Skinning the squirrel, we cut it up and put it into the pot to boil, while Bouncer had the head and skin for his share. He looked very grateful at being first served, but licked his chaps, as if he would have been obliged to us for a larger meal.

That squirrel, I believe, saved Martin’s life, and perhaps the lives of all of us. We were sufficiently recovered the next morning, and the storm having abated we again set out; for all of us suffered more from hunger than we had ever before done during our adventures.


Chapter Twelve.

“Tripe de roche”—Desolation—Pat’s endurance—Leather soup—“It’s a cariole; there’s another and another”—“Alick McClellan! David! Can it be you?”—A good square meal—Sandy’s escape—Honest Bouncer’s “rightful position”—The cariole—Night encampment in the snow—Buffalo-hunting—Wolves! Wolves!—Rose and Letty in danger—I defend them—The fort reached at last—Our start for the log cabin—Captain Grey recovers—I accompany Robin to Fort Garry—Ellen and Oliver—Conclusion of my history—Description of the present state of the Red River Settlement (now called Manitoba) and of the “Fertile Belt” beyond it reaching to the foot of the Rocky Mountains.

A moderate walk on snow-shoes on a fine winter’s day, with agreeable companions, when the sky is blue, the air still, and the snow frozen hard, is a very pleasant thing; and so is a hunting expedition, with attendants carrying refreshments, and the certainty, even though game may not be shot, of a good meal after it at a cheerful camp-fire, with abundance of buffalo-robes for covering; but to go on, tramp, tramp, tramp, day after day over the icy plains, often with a sharp wind blowing, and but a scanty fire and imperfect shelter at the termination of the journey, is a very different matter.
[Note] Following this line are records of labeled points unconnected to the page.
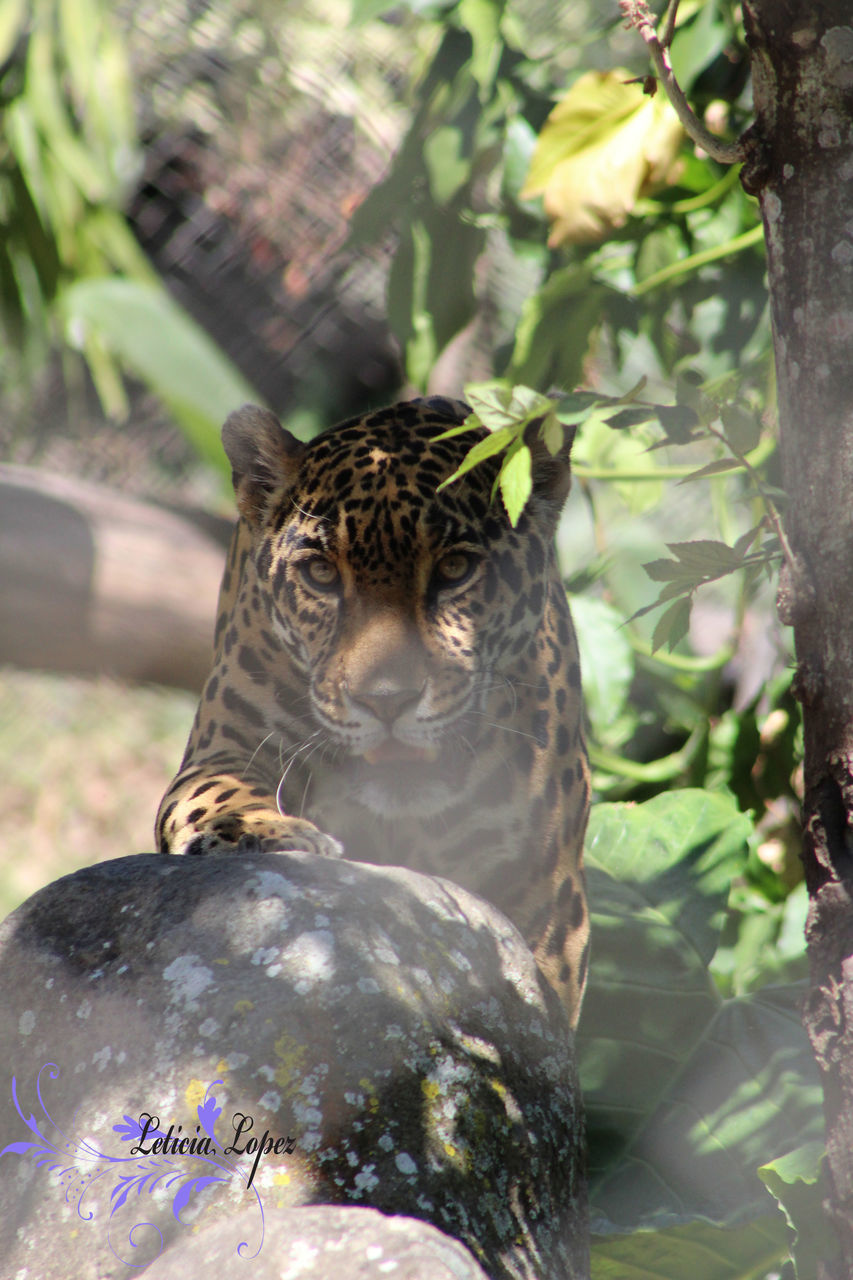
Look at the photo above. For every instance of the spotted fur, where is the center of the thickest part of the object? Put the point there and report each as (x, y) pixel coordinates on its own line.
(396, 672)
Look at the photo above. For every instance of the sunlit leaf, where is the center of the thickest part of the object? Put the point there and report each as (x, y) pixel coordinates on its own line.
(516, 481)
(606, 661)
(742, 428)
(797, 1180)
(12, 21)
(155, 339)
(714, 469)
(446, 163)
(602, 147)
(685, 1092)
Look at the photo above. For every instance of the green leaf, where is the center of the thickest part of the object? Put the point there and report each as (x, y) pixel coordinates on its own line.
(714, 469)
(706, 556)
(552, 334)
(658, 883)
(797, 1180)
(482, 19)
(483, 449)
(685, 1093)
(365, 10)
(12, 24)
(678, 421)
(516, 481)
(696, 44)
(155, 339)
(666, 571)
(606, 662)
(742, 428)
(697, 1249)
(446, 164)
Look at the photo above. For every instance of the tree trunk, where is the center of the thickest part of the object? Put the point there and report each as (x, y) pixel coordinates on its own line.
(94, 581)
(801, 165)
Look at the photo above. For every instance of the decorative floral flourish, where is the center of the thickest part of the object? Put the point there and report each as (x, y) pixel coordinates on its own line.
(80, 1165)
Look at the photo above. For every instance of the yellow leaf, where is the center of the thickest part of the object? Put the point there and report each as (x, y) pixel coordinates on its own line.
(602, 147)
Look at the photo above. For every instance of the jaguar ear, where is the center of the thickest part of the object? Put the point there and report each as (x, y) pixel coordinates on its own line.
(551, 471)
(263, 456)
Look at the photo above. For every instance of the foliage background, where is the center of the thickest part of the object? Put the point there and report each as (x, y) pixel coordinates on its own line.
(324, 205)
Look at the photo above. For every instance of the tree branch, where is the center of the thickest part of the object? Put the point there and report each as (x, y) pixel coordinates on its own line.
(638, 16)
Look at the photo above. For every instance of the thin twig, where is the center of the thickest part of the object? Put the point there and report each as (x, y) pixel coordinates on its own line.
(638, 16)
(667, 26)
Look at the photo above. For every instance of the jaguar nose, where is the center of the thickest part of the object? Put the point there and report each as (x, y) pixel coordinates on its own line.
(386, 700)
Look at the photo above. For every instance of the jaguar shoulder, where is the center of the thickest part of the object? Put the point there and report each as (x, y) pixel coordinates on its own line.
(396, 672)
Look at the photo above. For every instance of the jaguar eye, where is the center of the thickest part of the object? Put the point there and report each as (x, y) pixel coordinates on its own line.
(320, 574)
(455, 567)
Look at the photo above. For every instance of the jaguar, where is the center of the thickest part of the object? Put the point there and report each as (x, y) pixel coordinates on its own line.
(396, 672)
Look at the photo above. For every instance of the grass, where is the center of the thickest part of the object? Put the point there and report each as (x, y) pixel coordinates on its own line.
(82, 767)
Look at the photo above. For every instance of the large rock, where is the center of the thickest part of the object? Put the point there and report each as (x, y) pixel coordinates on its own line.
(386, 1034)
(323, 1243)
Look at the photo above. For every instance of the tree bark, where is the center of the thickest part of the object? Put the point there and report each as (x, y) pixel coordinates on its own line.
(92, 581)
(801, 165)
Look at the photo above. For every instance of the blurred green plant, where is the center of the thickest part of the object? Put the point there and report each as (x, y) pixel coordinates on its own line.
(72, 275)
(550, 206)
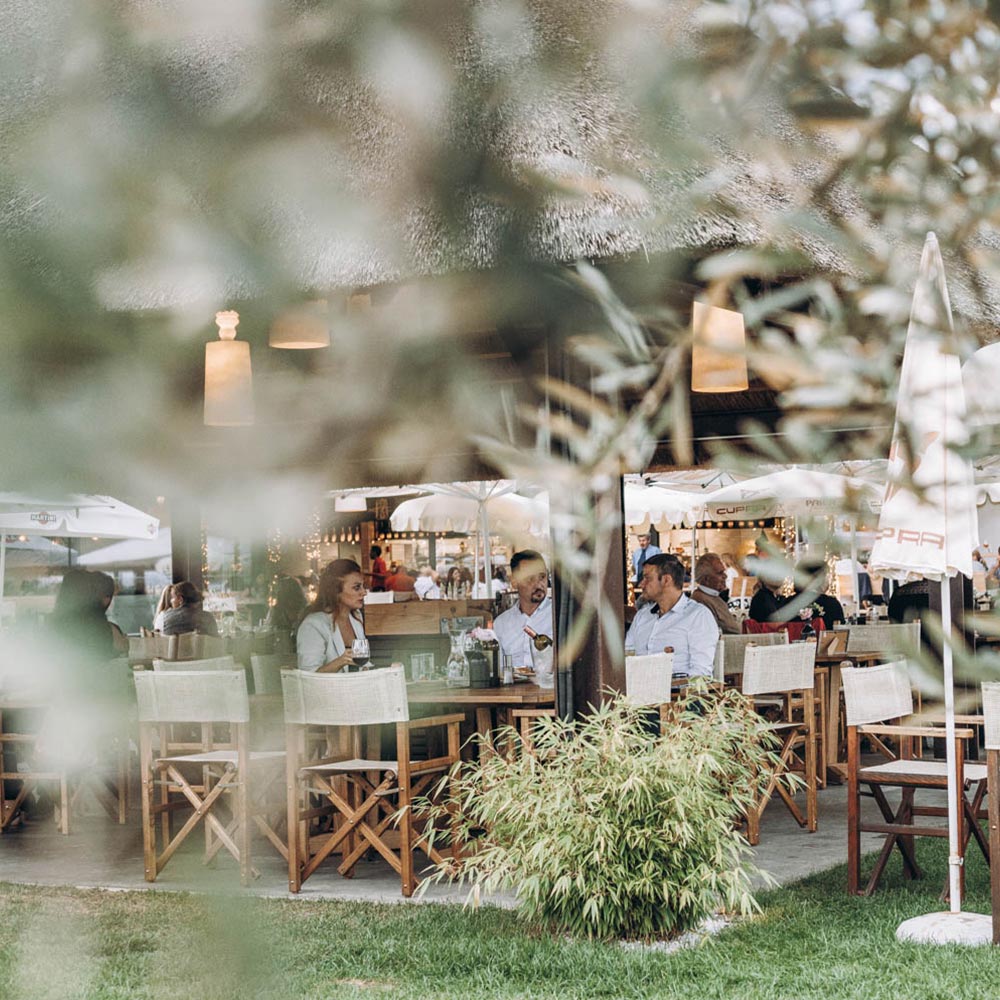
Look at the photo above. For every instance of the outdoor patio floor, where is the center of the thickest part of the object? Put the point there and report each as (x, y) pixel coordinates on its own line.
(101, 854)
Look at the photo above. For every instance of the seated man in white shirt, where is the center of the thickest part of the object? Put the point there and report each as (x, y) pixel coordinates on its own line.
(530, 578)
(671, 619)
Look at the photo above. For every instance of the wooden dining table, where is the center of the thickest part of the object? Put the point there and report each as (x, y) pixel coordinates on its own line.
(485, 701)
(267, 718)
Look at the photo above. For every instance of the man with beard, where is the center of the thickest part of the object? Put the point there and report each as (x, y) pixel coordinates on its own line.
(530, 578)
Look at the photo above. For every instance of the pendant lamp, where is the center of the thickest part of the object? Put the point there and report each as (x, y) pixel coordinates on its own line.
(300, 328)
(228, 379)
(980, 376)
(718, 358)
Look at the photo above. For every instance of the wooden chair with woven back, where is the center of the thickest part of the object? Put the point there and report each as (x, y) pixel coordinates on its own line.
(219, 779)
(874, 696)
(729, 658)
(648, 684)
(67, 747)
(370, 800)
(210, 663)
(785, 673)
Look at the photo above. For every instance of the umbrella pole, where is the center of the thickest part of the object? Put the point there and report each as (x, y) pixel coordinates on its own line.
(855, 576)
(954, 860)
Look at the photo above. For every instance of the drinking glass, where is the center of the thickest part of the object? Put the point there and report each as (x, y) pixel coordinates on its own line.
(421, 666)
(362, 652)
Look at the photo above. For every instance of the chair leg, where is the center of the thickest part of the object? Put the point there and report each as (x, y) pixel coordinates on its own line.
(812, 802)
(294, 832)
(63, 804)
(993, 806)
(148, 822)
(853, 814)
(243, 827)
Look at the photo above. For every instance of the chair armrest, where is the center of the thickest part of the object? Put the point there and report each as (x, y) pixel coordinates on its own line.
(932, 731)
(937, 719)
(433, 720)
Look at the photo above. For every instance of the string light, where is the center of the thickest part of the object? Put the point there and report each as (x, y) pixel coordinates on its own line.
(274, 546)
(788, 532)
(204, 554)
(314, 539)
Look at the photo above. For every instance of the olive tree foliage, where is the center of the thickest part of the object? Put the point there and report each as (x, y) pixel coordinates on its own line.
(162, 160)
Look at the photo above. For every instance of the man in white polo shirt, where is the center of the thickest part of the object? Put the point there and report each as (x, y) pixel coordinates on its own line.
(672, 619)
(530, 578)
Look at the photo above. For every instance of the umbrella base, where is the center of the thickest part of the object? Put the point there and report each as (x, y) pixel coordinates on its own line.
(970, 929)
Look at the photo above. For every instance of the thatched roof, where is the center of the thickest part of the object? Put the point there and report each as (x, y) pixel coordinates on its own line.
(583, 179)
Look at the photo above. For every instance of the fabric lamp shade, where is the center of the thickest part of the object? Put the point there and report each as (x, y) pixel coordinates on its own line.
(228, 378)
(718, 359)
(301, 328)
(980, 377)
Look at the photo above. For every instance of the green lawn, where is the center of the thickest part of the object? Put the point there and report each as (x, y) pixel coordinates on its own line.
(812, 940)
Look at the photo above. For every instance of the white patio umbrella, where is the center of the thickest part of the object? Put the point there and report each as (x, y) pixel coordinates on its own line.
(74, 515)
(927, 528)
(792, 492)
(795, 492)
(658, 506)
(481, 506)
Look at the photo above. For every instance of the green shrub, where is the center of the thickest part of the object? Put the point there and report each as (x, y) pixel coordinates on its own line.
(607, 831)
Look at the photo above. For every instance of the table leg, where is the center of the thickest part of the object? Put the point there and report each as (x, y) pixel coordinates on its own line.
(836, 769)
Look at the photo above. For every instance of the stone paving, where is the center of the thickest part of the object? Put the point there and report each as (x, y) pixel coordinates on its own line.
(101, 854)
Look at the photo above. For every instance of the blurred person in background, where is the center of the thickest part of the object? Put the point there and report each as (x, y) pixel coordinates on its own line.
(671, 620)
(163, 605)
(767, 602)
(530, 578)
(79, 620)
(107, 588)
(645, 550)
(333, 621)
(813, 573)
(400, 581)
(427, 586)
(710, 577)
(732, 570)
(284, 615)
(186, 613)
(379, 572)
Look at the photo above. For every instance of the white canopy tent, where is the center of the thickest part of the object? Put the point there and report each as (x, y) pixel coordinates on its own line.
(75, 515)
(659, 507)
(793, 492)
(477, 507)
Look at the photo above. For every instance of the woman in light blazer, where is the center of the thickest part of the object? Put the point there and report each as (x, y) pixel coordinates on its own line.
(333, 621)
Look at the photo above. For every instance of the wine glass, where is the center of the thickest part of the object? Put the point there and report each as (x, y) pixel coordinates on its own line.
(361, 651)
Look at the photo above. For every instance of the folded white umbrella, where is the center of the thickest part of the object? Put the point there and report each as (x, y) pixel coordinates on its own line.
(928, 527)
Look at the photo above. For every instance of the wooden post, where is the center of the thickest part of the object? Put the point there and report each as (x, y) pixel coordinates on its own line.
(853, 812)
(601, 662)
(993, 803)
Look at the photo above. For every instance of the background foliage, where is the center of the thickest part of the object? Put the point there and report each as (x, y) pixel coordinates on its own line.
(605, 831)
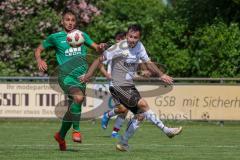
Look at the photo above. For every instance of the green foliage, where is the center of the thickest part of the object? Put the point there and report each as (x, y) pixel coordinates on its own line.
(215, 50)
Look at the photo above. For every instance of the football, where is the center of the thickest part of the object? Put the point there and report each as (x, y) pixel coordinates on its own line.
(75, 38)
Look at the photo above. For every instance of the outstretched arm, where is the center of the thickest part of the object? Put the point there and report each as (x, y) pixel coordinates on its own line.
(99, 47)
(154, 69)
(92, 68)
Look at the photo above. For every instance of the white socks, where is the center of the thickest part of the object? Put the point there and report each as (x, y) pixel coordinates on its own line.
(118, 123)
(151, 116)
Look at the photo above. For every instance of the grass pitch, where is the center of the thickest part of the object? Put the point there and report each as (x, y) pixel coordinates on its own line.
(29, 140)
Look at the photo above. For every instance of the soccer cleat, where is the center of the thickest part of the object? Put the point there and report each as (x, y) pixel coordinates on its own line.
(171, 132)
(61, 142)
(115, 135)
(122, 147)
(76, 137)
(104, 121)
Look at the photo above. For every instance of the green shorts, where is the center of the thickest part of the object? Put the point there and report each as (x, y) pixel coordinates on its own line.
(69, 81)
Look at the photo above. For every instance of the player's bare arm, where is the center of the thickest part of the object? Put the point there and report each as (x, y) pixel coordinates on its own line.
(92, 68)
(99, 47)
(164, 77)
(42, 65)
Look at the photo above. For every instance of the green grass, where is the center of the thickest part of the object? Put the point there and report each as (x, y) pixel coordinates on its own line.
(25, 139)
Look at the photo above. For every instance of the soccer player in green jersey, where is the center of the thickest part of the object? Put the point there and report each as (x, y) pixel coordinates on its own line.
(72, 65)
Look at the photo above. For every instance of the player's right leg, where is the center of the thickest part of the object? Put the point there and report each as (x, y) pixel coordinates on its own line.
(152, 117)
(118, 123)
(119, 109)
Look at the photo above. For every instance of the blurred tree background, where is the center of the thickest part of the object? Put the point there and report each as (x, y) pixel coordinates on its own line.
(191, 38)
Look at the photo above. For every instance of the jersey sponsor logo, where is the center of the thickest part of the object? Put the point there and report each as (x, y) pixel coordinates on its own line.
(73, 51)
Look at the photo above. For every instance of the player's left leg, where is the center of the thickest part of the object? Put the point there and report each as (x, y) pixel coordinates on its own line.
(131, 129)
(118, 123)
(75, 109)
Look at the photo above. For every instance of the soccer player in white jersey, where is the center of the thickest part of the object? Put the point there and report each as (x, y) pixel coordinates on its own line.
(119, 110)
(125, 56)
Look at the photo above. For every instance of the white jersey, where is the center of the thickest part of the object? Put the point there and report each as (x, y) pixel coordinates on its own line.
(124, 61)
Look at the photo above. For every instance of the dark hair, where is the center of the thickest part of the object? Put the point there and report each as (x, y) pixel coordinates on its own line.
(120, 35)
(68, 11)
(135, 27)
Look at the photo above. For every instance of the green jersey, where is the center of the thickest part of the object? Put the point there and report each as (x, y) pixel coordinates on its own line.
(64, 52)
(72, 61)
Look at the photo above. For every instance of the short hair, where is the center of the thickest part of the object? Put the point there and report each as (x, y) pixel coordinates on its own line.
(135, 27)
(120, 35)
(68, 11)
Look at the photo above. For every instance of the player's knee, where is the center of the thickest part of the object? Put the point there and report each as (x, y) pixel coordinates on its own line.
(142, 104)
(121, 109)
(78, 99)
(140, 117)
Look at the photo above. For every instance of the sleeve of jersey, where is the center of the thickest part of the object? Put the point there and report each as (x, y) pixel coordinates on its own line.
(143, 54)
(88, 40)
(48, 42)
(112, 53)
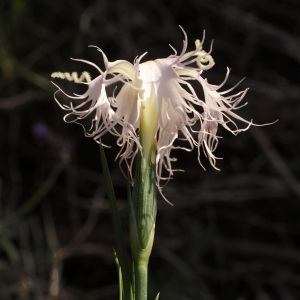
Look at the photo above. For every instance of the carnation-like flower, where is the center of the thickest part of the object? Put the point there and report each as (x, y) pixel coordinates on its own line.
(158, 102)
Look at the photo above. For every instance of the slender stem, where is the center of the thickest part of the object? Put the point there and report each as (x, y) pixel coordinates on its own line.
(141, 280)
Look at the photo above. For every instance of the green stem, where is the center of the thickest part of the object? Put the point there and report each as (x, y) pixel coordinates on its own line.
(143, 206)
(141, 280)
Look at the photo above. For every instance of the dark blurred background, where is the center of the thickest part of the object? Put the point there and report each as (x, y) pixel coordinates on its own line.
(232, 234)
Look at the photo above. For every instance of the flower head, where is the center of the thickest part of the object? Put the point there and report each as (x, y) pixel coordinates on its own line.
(157, 103)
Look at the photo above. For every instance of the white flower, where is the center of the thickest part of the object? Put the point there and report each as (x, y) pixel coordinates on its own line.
(158, 100)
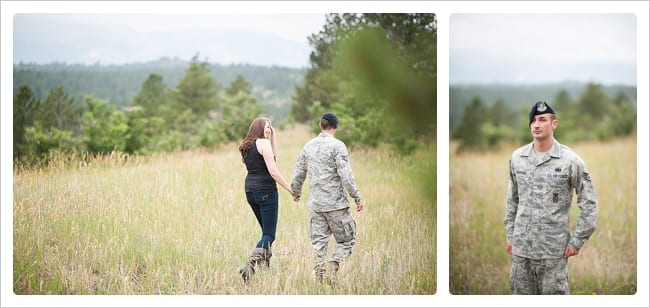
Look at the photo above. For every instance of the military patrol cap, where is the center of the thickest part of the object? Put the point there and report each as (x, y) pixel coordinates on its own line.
(540, 107)
(330, 117)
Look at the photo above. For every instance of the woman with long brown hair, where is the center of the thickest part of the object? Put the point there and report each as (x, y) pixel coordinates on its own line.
(259, 154)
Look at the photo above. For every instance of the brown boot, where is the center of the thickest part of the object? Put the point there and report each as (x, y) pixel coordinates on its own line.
(248, 269)
(319, 272)
(332, 269)
(267, 257)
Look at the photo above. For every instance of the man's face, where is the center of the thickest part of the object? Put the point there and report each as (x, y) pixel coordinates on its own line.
(542, 126)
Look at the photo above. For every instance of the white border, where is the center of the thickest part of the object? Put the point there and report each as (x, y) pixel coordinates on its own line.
(442, 9)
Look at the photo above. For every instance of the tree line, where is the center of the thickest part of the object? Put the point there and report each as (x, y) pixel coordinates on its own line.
(377, 72)
(593, 115)
(199, 111)
(118, 84)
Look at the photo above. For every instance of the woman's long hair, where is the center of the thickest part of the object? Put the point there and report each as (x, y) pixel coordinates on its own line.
(255, 131)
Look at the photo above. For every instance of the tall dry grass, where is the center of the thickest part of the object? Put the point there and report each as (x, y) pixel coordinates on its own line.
(179, 224)
(478, 261)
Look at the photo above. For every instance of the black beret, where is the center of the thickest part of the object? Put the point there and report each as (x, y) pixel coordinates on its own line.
(330, 117)
(540, 107)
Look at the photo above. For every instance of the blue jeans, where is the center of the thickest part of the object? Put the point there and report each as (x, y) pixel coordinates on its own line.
(265, 208)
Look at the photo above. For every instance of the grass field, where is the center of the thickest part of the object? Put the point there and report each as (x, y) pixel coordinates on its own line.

We found it to be so. Often the ground was uneven; sometimes we had hills to ascend, and precipitous elopes to slide down, not knowing what might be at the bottom; and then a wide plain to traverse, without a tree or a shrub to break its monotony or to assist us in directing our course. Soon after we set out in the morning our eyebrows became covered with frost, our caps froze to our brows, surrounded by a rim of icicles. The fronts of our coats were fringed with similar ornaments; even our eyelashes were covered with our congealed breath.

On several occasions we had to camp that we might go in search of game; but after many hours’ toil we returned—on one occasion with a fox, on another with a second ground-squirrel, and on two other days with a single hare.

The fox, though the least palatable, from being larger, lasted us longer than the other animals, and afforded poor Bouncer an ample meal.